The United States Supreme Court held that a discovery sanction awarding fees cannot exceed the amount actually incurred because of the misconduct. In Goodyear Tire & Rubber Company v. Leroy Haeger 137 S. Ct. 1178 (2017) the defendant Goodyear Tire & Rubber Company was sued by the plaintiffs alleging that the failure of a Goodyear Tire caused the family’s motor home to swerve off the road and flip over. There was contentious discovery over a period of years and the matter was settled. Some months later the plaintiff’s attorney learned that in another lawsuit involving the same tire Goodyear disclosed test results that indicated the tire got unusually hot at highway speeds. Goodyear subsequently conceded that they withheld the information even though the plaintiffs had requested all testing data. The plaintiffs then sought sanctions for discovery fraud urging that the defendants misconduct entitled them to attorney’s fees and costs expended in the litigation.

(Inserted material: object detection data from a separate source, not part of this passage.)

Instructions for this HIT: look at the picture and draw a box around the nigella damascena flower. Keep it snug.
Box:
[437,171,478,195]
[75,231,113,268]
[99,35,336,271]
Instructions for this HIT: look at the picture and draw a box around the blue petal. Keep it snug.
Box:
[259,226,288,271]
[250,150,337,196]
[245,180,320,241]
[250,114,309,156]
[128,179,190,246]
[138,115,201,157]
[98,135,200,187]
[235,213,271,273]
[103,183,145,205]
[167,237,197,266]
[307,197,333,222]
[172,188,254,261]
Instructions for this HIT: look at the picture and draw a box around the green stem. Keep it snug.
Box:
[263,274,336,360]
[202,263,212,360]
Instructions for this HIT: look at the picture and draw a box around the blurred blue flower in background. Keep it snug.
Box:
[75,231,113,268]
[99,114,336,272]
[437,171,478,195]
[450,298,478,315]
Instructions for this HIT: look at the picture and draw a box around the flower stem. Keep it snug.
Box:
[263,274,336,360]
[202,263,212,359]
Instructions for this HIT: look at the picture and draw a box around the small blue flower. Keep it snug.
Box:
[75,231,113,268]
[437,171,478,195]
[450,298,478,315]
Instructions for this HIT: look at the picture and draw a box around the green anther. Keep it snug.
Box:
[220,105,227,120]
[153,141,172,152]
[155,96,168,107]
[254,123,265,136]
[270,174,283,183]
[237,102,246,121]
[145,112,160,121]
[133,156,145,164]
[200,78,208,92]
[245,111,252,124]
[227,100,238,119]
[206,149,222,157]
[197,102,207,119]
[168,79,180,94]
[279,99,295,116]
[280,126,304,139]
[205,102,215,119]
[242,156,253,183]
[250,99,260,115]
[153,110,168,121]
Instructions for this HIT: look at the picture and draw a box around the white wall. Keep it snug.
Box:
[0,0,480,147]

The district court found that the defendant, Goodyear, had engaged in an extended course of misconduct and awarded the plaintiff 2.7 million, the entire sum they had spent in legal fees and costs since the moment early in the litigation, when Goodyear made its first dishonest discovery response. The Ninth Circuit Court of Appeals agreed concluding that the district court had properly awarded the defendants all of the fees they had incurred during the time when Goodyear was acting in good faith. The Supreme Court reversed saying:
“In this case we consider a federal courts’ inherent authority to sanction a litigant for bad faith conduct by ordering it to pay for the other sides legal fees. We hold that such an order is limited to the fees the innocent party incurred solely because of the misconduct – or to put it another way, to the fees that that party would not have incurred but for the bad faith. The district court has broad discretion to calculate fee awards under that standard. But because the court here granted legal fees beyond those resulting from the litigation misconduct, its award cannot stand.”